Fotoğraflar: Barış Çağlayan
T
rip-hop ve nu jazz’ın (jazztronica) günümüzdeki önemli temsilcilerinden Avusturyalı grup Waldeck, önce 13 Ocak’ta Babylon Bomonti’ye sonra da bizim inceleme masamıza konuk oldu.
Henüz 6 yaşında piyano çalmaya başlamasıyla müzik dünyasına adım atmış Avusturyalı bir çocuk; Klaus Waldeck. Piyanoya ve müziğe küçükken o kadar bağlanmış ki neredeyse hayatının her aşamasında onları asla terketmemiş. Büyümüş, okullar bitirmiş, hukukçu olmuş ama aradığını hiçbir yerde bulamamış. Sonunda Londra’ya kaçmış ve derin bir oh çekip başlamış müzik kariyerine.
Dile kolay 1992 senesinden beri aktif müzik hayatına devam eden Waldeck, toplamda 7 albüm ve onlarca remix yayınlamış. Ülkemizi, özellikle İstanbul’u sık sık konserler vermek için ziyaret etmeyi ihmal etmeyen Klaus, diğer konserlerini bilmem ama 13 Ocak Cuma günü bizlere unutulmayacak bir gece yaşattı.
Farkettim ki iptal edilen konserlerden ve iş yoğunluğundan şöyle güzel bir performans izlemeyeli uzun zaman olmuş. Yeni yılın ilk haftasına yakın tarihinin en yoğun kar yağışıyla başlayan İstanbul’da hayat yeni yeni normale dönmeye başladı ve Waldeck’in gelişi bizlere adeta yeni yılın ilk hediyesi oldu. Osmanbey’in yol kenarlarında biriken yoğun kar yığınları üzerinde düşmeden Bomontiada’ya ulaştığımız gibi Babylon çanları çalmaya başladı; Waldeck sahneye çıkmak üzereydi.

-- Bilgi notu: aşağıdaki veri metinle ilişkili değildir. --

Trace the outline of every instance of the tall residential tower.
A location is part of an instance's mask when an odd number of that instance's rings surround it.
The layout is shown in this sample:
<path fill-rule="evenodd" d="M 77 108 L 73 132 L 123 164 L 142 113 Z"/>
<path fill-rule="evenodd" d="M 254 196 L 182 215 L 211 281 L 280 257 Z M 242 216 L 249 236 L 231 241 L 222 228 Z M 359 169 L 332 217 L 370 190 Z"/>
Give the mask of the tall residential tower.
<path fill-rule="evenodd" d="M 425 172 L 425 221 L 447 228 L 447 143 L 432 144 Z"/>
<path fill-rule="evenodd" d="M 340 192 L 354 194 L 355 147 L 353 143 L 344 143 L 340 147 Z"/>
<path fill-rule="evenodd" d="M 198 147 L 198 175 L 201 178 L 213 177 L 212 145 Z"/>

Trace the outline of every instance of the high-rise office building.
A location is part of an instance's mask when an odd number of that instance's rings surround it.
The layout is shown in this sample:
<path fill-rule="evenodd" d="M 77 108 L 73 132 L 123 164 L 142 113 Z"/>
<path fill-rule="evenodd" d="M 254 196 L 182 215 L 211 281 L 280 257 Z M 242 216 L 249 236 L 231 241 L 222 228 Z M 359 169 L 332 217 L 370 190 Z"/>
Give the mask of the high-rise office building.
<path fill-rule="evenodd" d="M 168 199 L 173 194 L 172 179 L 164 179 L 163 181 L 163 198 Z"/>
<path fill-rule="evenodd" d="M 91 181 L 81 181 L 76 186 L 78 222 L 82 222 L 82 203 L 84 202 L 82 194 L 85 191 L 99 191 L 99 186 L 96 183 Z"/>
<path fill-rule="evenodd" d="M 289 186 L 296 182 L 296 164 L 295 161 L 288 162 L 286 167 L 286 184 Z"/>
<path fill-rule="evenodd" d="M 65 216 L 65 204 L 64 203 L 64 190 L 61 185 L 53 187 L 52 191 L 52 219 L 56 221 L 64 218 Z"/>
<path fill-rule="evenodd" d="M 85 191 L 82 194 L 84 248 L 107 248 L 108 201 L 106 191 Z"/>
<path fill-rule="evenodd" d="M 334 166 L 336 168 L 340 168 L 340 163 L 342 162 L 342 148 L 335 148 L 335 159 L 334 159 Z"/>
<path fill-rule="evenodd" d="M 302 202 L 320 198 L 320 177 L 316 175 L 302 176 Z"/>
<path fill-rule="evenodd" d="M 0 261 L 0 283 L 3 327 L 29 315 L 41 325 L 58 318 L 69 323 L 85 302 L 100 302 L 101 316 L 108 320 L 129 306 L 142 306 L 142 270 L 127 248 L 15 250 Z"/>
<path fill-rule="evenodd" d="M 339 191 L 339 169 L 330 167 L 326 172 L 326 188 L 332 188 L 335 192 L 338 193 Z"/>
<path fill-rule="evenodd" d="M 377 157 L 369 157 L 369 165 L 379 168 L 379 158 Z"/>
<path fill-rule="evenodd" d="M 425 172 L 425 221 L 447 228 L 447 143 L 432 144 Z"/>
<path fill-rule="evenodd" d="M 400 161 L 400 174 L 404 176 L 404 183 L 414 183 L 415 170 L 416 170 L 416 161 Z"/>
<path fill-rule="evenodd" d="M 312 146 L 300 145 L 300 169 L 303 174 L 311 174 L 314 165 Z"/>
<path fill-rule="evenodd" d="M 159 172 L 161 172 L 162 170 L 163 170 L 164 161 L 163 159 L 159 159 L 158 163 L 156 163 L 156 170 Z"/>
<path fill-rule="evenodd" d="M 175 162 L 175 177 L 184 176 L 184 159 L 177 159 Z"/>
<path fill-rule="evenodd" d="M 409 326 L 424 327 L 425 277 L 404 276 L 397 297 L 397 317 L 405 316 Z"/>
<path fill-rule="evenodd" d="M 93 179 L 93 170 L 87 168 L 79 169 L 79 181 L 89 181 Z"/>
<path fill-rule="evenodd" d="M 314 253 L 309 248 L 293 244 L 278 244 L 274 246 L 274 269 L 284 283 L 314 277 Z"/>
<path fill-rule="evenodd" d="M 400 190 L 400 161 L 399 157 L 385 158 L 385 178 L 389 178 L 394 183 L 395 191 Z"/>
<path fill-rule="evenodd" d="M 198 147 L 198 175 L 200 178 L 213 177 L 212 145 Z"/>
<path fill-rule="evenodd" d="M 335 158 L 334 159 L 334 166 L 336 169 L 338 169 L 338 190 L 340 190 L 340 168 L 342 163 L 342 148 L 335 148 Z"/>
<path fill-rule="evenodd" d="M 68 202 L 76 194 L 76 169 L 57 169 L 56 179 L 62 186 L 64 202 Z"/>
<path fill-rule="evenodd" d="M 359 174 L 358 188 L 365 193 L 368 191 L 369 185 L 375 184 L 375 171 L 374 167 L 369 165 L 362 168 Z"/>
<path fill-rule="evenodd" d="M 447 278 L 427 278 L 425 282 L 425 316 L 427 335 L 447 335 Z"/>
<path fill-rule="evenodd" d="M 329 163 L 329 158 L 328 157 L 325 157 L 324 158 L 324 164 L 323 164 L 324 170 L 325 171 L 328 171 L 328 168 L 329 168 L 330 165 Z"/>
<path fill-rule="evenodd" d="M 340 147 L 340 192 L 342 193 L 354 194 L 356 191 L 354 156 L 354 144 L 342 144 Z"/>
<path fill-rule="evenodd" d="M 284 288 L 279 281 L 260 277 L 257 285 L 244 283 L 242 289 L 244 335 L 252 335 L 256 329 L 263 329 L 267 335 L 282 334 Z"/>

Kurulduğu ilk senelerde olduğu gibi performansına trip-hop parçalarıyla giriş yapan Waldeck, bizleri bir anda büyüsü altına aldı. Avusturyalı vokal Patrizia Ferrara’nın sahneye adım atmasıyla ve hareketlenen melodilerle ortam git gide ısındı. Gülüşü, enerjisi ve danslarıyla seyirciyi mest etti Patrizia…
Öyle bir müzik yapıyor ki Waldeck; herhangi bir barda veya yolda müziğine rastgelseniz hemen Shazam’larsınız. Müziği o kadar akılda kalıcı ki dinledikçe dile pelesenk oluyor adeta. Konserde trompet, saksafon ve trombon üflemeli 3‘lüsü bu enfes müzik altyapısını adeta şahlandıran bir performans sergiledi. Elektro ve bas gitarın da son derece başarılı performanslar sergilediğini söylemeden geçmeyelim.
Bana göre grubun en iyi albümü Balroom Stories’ten çok iyi bildiğimiz şarkıları “Memories”, “Make My Day” ve “Addicted”a birçok eşlik eden seyirci vardı konserde. 1 buçuk saati aşkın performansını swing ile noktalayan Waldeck, Babylon’da bulunan herkesin evine gülen gözlerle gidişine vesile oldu.
İstanbul’a sık sık uğrayan grubun bir sonraki konserini kesinlikle kaçırmayın.
Sevgiyle.
Bonus: Klaus Waldeck’in suç-gerilim dizisi Fargo’da Billy Bob Thornton’ın canladırdığı Lorne Malvo karakterine benzeriliği bana göre 10 üzerinden 9.